Quoique déjà catastrophique, ce triste constat ainsi présenté enjolive encore pourtant la situation, qui est en réalité pire encore, nous semble-t-il: depuis plus de deux cents ans la France est en fait en situation de guerre civile. Une guerre qui risque fort de conduire à la disparition du pays.
Cette guerre civile comporte des cycles, des temps, des moments. Elle est tantôt ouverte tantôt larvée. De nombreux épisodes de guerre ouverte ont marqué l’histoire des deux derniers siècles. Aux autres périodes la guerre est sourde, latente, endémique : elle prend la forme d’une confrontation agressive des idéologies, la violence devenant alors essentiellement verbale. Cependant l’état d’esprit de guerre civile reste une constante, formant comme une toile de fond à notre histoire récente.
Depuis deux cents ans en effet nous n’assistons pas seulement au jeu des oppositions politiques, qui est une caractéristique normale des systèmes démocratiques. Le degré d’hostilité qui anime les forces qui s’affrontent excède tout à fait le cadre ordinaire du débat politique. Le plus souvent les partisans des thèses en présence se portent réciproquement une haine véritable. Ils visent mutuellement la disparition de l’adversaire ou à tout le moins sa marginalisation ou sa proscription. Il n’existe entre eux aucun sentiment d’appartenance à la même communauté nationale.
La guerre civile, certes, ne concerne pas au même degré l’ensemble de la population. Elle met aux prises pour l’essentiel les membres de l’élite et des classes supérieures. Le peuple a un rôle plus second mais il est cependant concerné lui aussi, qu’il en soit conscient ou non, par la guerre civile en cours. Lors des épisodes violents, une partie du peuple est généralement impliquée de façon directe, en servant de masse de manœuvre manipulée par les élites. Dans les périodes de guerre civile froide, le peuple ne participe pas en première ligne à la confrontation d’idées : mais il constitue la cible de la guerre idéologique. Les protagonistes du conflit cherchent à l’influencer et à susciter son adhésion. Dans ces conditions une bonne partie du peuple est engagée elle aussi dans cette guerre séculaire. La plupart des familles françaises savent ainsi qu’elles doivent absolument proscrire en leur sein les discussions politiques ou religieuses si elles souhaitent que les liens familiaux puissent perdurer.

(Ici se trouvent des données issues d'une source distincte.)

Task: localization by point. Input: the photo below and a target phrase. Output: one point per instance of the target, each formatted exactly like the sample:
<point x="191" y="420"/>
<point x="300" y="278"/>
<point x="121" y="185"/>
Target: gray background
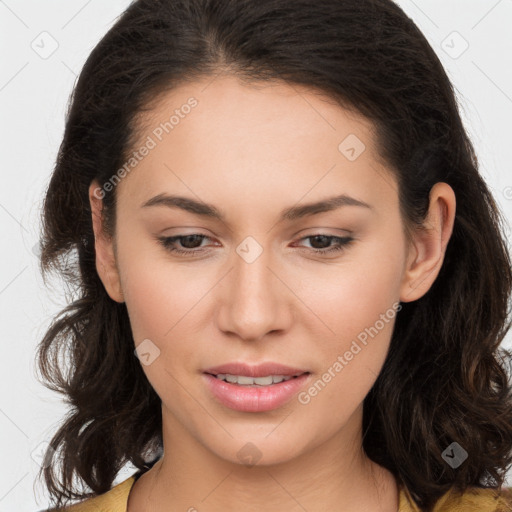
<point x="43" y="47"/>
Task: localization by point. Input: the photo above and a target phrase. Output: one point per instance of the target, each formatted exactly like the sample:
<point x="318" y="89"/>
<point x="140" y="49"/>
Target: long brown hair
<point x="445" y="378"/>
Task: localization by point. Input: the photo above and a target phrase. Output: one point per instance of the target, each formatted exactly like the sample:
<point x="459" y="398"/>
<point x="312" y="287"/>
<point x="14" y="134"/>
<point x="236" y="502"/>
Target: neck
<point x="335" y="475"/>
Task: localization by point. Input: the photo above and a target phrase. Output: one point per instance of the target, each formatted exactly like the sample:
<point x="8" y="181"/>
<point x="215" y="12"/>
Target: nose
<point x="253" y="300"/>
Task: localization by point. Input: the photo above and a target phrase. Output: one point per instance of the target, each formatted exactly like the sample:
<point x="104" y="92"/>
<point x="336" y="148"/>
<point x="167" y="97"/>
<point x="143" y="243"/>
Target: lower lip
<point x="255" y="399"/>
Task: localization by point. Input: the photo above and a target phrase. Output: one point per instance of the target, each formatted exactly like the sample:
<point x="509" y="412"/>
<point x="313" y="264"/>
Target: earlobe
<point x="428" y="248"/>
<point x="104" y="248"/>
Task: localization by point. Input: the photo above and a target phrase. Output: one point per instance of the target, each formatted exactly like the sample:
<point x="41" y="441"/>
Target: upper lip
<point x="254" y="370"/>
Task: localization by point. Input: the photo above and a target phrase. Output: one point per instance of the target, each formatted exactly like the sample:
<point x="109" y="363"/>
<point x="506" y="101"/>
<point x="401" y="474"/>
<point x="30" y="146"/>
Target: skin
<point x="251" y="152"/>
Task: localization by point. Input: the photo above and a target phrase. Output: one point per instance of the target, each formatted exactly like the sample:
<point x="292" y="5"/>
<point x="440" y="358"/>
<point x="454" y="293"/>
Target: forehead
<point x="222" y="134"/>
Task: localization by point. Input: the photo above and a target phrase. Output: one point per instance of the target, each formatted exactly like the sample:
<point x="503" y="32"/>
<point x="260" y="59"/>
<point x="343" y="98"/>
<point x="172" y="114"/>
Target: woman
<point x="292" y="280"/>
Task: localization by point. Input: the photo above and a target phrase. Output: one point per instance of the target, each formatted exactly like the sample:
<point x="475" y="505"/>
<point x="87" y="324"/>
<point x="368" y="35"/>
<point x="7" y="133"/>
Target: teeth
<point x="253" y="381"/>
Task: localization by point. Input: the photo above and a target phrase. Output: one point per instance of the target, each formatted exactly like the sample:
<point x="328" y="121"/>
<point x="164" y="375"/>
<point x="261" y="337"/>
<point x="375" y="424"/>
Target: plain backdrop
<point x="43" y="47"/>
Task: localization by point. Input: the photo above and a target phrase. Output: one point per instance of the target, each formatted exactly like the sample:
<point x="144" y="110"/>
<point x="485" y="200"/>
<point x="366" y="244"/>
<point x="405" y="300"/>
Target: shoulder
<point x="115" y="500"/>
<point x="476" y="499"/>
<point x="473" y="499"/>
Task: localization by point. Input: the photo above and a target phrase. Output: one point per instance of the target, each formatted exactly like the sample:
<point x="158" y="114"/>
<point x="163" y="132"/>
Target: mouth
<point x="255" y="394"/>
<point x="258" y="382"/>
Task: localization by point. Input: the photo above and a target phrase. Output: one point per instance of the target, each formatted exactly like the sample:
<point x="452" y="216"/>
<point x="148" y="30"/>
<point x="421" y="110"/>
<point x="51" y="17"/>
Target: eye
<point x="189" y="241"/>
<point x="323" y="239"/>
<point x="192" y="243"/>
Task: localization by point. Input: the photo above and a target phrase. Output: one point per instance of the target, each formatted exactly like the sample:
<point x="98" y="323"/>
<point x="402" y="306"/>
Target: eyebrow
<point x="289" y="214"/>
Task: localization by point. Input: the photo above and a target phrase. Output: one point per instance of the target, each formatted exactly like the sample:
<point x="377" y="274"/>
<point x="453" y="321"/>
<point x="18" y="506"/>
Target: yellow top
<point x="473" y="500"/>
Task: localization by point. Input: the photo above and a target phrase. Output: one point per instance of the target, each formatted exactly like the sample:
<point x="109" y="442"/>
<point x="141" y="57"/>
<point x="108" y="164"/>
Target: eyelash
<point x="167" y="242"/>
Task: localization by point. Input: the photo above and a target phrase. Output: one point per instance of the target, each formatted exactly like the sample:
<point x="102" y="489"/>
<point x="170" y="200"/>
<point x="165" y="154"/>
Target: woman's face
<point x="252" y="288"/>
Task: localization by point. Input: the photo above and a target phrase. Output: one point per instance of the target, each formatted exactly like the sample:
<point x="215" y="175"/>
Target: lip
<point x="255" y="399"/>
<point x="257" y="370"/>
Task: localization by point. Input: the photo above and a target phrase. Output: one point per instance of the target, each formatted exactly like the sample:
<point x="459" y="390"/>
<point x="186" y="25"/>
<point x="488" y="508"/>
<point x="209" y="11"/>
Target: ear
<point x="428" y="247"/>
<point x="104" y="246"/>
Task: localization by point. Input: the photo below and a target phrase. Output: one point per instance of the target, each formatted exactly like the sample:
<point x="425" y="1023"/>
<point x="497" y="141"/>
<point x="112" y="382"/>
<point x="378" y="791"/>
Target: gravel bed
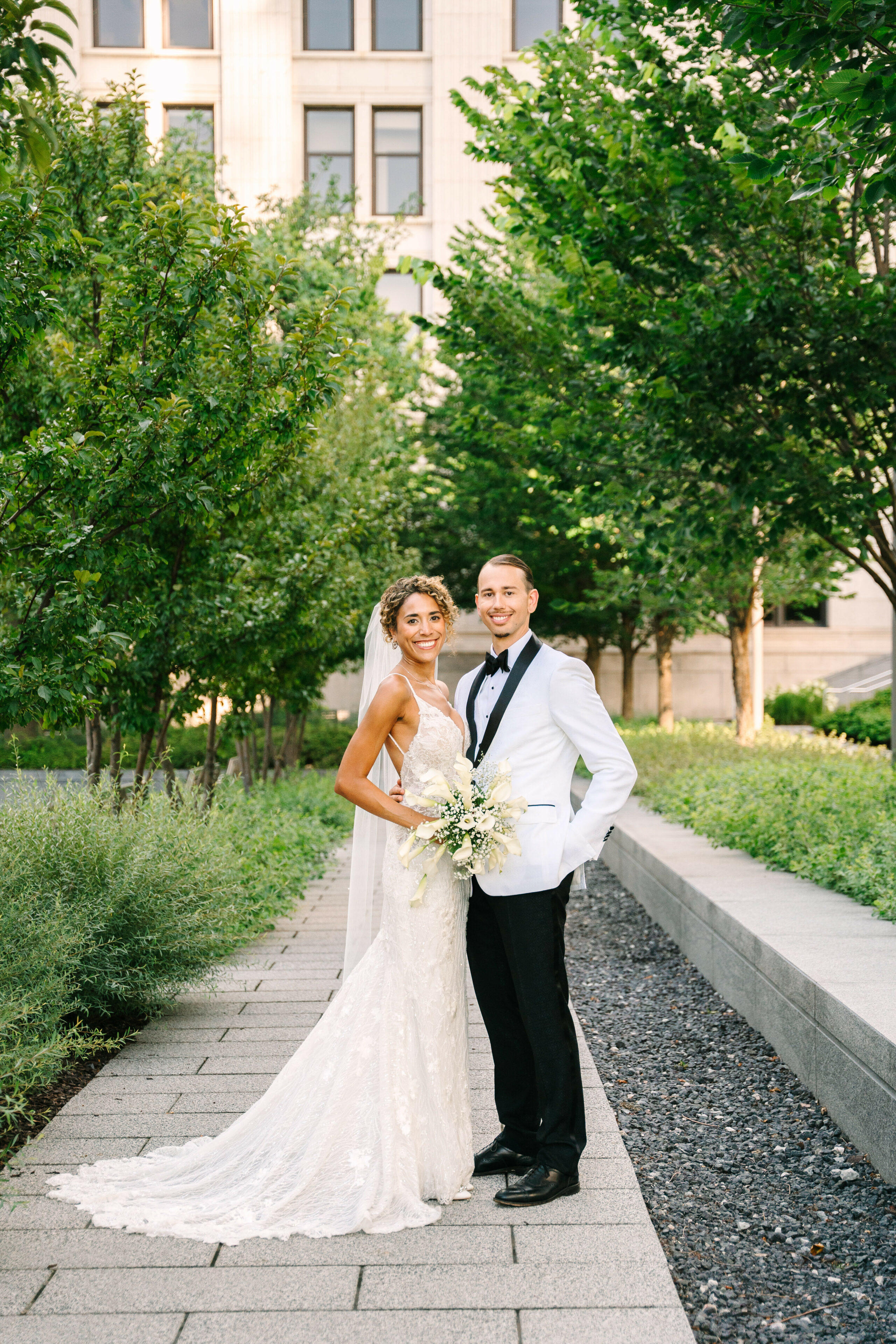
<point x="776" y="1227"/>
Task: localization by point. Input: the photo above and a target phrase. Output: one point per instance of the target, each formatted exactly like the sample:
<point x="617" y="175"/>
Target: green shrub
<point x="805" y="705"/>
<point x="107" y="916"/>
<point x="863" y="721"/>
<point x="323" y="747"/>
<point x="806" y="806"/>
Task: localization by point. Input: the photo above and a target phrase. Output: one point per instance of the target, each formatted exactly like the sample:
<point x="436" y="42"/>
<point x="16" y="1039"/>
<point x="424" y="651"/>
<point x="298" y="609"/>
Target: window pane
<point x="190" y="23"/>
<point x="532" y="19"/>
<point x="397" y="25"/>
<point x="330" y="131"/>
<point x="328" y="26"/>
<point x="398" y="186"/>
<point x="119" y="23"/>
<point x="324" y="168"/>
<point x="192" y="128"/>
<point x="399" y="294"/>
<point x="397" y="132"/>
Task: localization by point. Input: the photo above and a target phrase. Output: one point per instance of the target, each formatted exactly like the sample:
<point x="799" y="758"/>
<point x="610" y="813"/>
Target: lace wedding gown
<point x="369" y="1120"/>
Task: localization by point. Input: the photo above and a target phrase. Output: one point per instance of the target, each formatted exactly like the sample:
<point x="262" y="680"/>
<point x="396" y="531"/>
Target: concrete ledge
<point x="811" y="969"/>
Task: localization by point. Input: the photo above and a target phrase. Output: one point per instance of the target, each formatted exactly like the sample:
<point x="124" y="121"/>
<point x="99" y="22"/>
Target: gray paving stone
<point x="160" y="1068"/>
<point x="592" y="1206"/>
<point x="92" y="1330"/>
<point x="178" y="1037"/>
<point x="244" y="1064"/>
<point x="515" y="1287"/>
<point x="266" y="1051"/>
<point x="76" y="1151"/>
<point x="433" y="1245"/>
<point x="18" y="1287"/>
<point x="620" y="1326"/>
<point x="282" y="1289"/>
<point x="225" y="1102"/>
<point x="133" y="1127"/>
<point x="99" y="1248"/>
<point x="99" y="1105"/>
<point x="570" y="1245"/>
<point x="38" y="1211"/>
<point x="245" y="1037"/>
<point x="191" y="1083"/>
<point x="351" y="1328"/>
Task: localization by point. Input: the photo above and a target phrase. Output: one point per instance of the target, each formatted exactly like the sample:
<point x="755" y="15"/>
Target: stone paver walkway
<point x="582" y="1269"/>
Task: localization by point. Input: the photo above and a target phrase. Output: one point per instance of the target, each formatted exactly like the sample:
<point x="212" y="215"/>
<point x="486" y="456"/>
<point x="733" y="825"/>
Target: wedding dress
<point x="371" y="1117"/>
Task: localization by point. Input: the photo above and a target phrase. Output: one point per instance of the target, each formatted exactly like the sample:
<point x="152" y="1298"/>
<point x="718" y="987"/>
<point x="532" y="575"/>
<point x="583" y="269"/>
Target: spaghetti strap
<point x="413" y="693"/>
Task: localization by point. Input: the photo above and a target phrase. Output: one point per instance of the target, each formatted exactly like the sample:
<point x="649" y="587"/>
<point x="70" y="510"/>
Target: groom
<point x="539" y="710"/>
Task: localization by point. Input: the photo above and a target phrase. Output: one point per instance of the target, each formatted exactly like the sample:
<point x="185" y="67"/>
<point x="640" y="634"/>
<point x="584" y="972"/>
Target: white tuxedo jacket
<point x="554" y="718"/>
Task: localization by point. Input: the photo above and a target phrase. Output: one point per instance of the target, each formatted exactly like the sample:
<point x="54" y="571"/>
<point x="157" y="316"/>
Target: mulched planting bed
<point x="774" y="1225"/>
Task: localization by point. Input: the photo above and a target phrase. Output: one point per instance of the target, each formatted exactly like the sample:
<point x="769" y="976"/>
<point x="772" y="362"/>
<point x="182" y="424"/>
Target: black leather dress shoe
<point x="539" y="1186"/>
<point x="500" y="1160"/>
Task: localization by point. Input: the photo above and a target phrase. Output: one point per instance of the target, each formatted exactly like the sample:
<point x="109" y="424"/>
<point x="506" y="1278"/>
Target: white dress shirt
<point x="492" y="687"/>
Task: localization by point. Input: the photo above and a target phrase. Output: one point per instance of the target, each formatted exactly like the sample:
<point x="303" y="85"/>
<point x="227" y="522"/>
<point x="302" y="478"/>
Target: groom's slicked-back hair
<point x="518" y="565"/>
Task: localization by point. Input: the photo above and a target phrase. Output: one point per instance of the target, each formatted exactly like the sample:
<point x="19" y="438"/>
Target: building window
<point x="117" y="23"/>
<point x="401" y="294"/>
<point x="191" y="128"/>
<point x="330" y="25"/>
<point x="398" y="25"/>
<point x="330" y="152"/>
<point x="532" y="19"/>
<point x="187" y="23"/>
<point x="789" y="615"/>
<point x="397" y="162"/>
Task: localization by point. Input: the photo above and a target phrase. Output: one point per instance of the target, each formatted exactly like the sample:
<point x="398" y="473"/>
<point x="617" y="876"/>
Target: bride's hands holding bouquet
<point x="476" y="823"/>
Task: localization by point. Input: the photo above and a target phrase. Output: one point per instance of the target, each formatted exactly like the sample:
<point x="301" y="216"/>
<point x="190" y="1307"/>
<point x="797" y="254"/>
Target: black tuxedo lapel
<point x="471" y="712"/>
<point x="518" y="672"/>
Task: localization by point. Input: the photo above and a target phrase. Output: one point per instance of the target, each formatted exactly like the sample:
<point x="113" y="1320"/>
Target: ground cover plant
<point x="813" y="807"/>
<point x="108" y="913"/>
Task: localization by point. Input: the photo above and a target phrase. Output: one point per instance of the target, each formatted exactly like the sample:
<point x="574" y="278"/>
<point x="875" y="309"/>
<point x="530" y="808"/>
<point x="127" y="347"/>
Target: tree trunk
<point x="115" y="760"/>
<point x="143" y="756"/>
<point x="594" y="648"/>
<point x="664" y="634"/>
<point x="739" y="622"/>
<point x="93" y="730"/>
<point x="209" y="769"/>
<point x="245" y="763"/>
<point x="268" y="752"/>
<point x="163" y="760"/>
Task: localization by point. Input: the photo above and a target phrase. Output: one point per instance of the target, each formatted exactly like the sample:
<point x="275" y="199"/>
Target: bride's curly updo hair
<point x="398" y="593"/>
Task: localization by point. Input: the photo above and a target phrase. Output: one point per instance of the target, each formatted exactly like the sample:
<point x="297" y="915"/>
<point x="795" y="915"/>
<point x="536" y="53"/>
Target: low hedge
<point x="107" y="916"/>
<point x="863" y="721"/>
<point x="323" y="747"/>
<point x="809" y="806"/>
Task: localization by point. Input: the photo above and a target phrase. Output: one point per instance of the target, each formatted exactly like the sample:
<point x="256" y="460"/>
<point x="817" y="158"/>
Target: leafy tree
<point x="839" y="68"/>
<point x="175" y="400"/>
<point x="27" y="66"/>
<point x="747" y="341"/>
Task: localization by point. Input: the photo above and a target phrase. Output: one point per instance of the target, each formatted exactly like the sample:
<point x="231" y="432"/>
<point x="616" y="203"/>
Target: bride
<point x="370" y="1121"/>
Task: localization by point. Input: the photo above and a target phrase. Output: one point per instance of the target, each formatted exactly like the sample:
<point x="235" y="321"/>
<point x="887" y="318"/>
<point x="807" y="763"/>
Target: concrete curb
<point x="809" y="968"/>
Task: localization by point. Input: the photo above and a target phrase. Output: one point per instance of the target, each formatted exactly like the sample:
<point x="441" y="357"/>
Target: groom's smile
<point x="506" y="603"/>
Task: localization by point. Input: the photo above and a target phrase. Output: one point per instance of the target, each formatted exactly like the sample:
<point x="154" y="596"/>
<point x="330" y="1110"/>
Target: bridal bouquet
<point x="475" y="824"/>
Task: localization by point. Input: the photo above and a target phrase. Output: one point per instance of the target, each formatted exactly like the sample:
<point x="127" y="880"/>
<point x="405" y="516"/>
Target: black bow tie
<point x="496" y="664"/>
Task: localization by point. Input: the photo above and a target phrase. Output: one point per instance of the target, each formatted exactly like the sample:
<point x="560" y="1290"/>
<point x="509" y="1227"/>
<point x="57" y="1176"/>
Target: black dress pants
<point x="516" y="951"/>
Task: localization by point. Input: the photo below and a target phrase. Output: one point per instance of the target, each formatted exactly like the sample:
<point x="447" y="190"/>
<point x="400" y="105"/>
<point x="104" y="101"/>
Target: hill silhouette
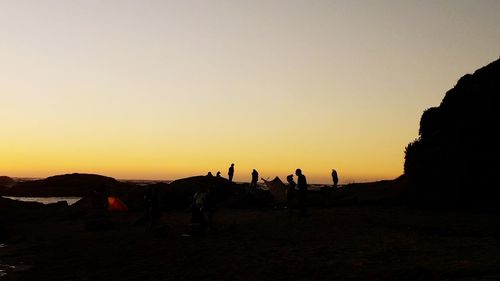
<point x="6" y="181"/>
<point x="455" y="157"/>
<point x="68" y="185"/>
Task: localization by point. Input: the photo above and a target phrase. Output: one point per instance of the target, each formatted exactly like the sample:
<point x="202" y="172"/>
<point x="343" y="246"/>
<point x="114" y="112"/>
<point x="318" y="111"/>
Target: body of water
<point x="46" y="200"/>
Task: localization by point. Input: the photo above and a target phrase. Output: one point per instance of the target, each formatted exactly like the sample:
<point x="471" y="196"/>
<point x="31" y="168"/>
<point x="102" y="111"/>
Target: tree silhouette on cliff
<point x="456" y="156"/>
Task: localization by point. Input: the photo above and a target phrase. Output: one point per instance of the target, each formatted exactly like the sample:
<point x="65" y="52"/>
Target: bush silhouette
<point x="455" y="159"/>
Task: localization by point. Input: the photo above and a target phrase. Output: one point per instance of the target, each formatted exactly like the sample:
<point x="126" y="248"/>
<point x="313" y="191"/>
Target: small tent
<point x="277" y="189"/>
<point x="115" y="204"/>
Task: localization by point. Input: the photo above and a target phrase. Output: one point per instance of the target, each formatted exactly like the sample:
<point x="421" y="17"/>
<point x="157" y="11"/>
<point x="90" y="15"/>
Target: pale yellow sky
<point x="168" y="89"/>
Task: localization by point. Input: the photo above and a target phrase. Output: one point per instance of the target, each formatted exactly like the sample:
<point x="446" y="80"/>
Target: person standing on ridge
<point x="335" y="178"/>
<point x="230" y="173"/>
<point x="290" y="193"/>
<point x="302" y="187"/>
<point x="255" y="178"/>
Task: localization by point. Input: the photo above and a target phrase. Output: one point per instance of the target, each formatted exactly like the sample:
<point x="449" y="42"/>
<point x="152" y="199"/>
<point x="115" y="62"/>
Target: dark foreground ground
<point x="342" y="243"/>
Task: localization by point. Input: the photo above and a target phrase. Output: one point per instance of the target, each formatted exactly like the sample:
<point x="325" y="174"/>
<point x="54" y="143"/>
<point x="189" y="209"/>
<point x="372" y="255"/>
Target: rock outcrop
<point x="456" y="156"/>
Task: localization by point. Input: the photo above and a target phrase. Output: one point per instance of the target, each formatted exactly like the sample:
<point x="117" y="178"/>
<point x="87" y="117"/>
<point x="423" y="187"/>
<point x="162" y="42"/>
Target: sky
<point x="170" y="89"/>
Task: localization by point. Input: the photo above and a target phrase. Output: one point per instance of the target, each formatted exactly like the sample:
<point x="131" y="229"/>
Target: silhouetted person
<point x="335" y="178"/>
<point x="99" y="200"/>
<point x="255" y="178"/>
<point x="230" y="173"/>
<point x="198" y="216"/>
<point x="302" y="188"/>
<point x="290" y="193"/>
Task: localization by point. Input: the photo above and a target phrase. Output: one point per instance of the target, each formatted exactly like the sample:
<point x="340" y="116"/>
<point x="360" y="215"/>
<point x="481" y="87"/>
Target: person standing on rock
<point x="302" y="190"/>
<point x="335" y="178"/>
<point x="230" y="173"/>
<point x="255" y="178"/>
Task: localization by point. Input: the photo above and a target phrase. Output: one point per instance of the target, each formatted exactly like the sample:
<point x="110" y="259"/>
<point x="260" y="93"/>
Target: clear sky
<point x="168" y="89"/>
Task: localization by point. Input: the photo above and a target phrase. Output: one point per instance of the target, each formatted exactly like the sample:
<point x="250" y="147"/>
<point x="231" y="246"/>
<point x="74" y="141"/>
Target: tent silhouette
<point x="115" y="204"/>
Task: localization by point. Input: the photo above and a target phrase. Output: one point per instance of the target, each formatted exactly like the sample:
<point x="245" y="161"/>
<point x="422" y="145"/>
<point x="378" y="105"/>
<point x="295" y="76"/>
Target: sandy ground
<point x="342" y="243"/>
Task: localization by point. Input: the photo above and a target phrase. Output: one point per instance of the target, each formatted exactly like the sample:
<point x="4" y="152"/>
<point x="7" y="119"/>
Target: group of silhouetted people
<point x="296" y="195"/>
<point x="300" y="194"/>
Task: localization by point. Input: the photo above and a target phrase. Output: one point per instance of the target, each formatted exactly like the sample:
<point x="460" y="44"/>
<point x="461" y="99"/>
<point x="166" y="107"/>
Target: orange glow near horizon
<point x="172" y="89"/>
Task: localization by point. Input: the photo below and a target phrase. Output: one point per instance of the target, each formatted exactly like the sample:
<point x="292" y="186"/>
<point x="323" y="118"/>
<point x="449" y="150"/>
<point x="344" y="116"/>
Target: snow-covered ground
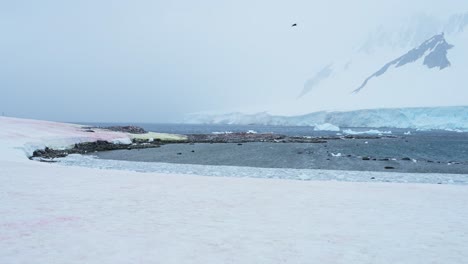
<point x="63" y="214"/>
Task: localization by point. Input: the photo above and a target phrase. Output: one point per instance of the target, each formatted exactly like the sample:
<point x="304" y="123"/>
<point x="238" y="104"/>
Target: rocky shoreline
<point x="48" y="154"/>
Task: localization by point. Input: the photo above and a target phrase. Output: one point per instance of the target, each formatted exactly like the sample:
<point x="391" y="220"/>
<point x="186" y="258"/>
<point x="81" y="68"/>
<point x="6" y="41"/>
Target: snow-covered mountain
<point x="433" y="52"/>
<point x="419" y="64"/>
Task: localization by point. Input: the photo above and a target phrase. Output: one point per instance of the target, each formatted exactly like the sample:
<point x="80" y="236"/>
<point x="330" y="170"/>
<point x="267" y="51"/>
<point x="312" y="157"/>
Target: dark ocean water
<point x="416" y="151"/>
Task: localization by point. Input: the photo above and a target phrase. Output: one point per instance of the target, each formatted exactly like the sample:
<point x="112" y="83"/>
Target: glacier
<point x="445" y="118"/>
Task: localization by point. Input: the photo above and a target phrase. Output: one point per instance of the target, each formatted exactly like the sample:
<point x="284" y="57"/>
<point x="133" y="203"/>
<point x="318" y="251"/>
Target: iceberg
<point x="451" y="118"/>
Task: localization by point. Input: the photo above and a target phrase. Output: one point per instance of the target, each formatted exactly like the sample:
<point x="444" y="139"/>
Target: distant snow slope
<point x="416" y="118"/>
<point x="60" y="214"/>
<point x="418" y="62"/>
<point x="433" y="52"/>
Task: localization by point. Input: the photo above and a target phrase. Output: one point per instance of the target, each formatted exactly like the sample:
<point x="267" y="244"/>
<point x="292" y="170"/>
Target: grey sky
<point x="154" y="61"/>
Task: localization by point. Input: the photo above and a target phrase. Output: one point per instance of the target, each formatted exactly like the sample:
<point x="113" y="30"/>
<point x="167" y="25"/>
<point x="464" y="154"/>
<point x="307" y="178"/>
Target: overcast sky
<point x="155" y="61"/>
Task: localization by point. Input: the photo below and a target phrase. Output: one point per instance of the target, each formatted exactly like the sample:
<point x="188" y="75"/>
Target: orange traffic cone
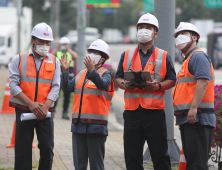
<point x="12" y="145"/>
<point x="183" y="163"/>
<point x="5" y="106"/>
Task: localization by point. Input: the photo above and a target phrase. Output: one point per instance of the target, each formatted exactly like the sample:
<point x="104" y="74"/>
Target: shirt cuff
<point x="16" y="90"/>
<point x="53" y="97"/>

Nous nous proposons de consacrer une série d’articles à la guerre civile française. Nous procéderons tout d’abord à quelques rappels historiques afin de mettre les choses en perspective. N’étant pas historien, nous nous contenterons de tracer de grandes lignes, en espérant éviter de commettre des erreurs grossières. Nous nous concentrerons sur la période actuelle, en mettant en évidence les formes que prend la guerre civile à l’œuvre dans la société française d’aujourd’hui.
Nous n’avons nullement l’intention de proposer une thèse novatrice : nous nous inscrirons pour l’essentiel dans la continuité des analyses posées, dès la révolution française puis aux siècles suivants, par les penseurs anti révolutionnaires et traditionnalistes.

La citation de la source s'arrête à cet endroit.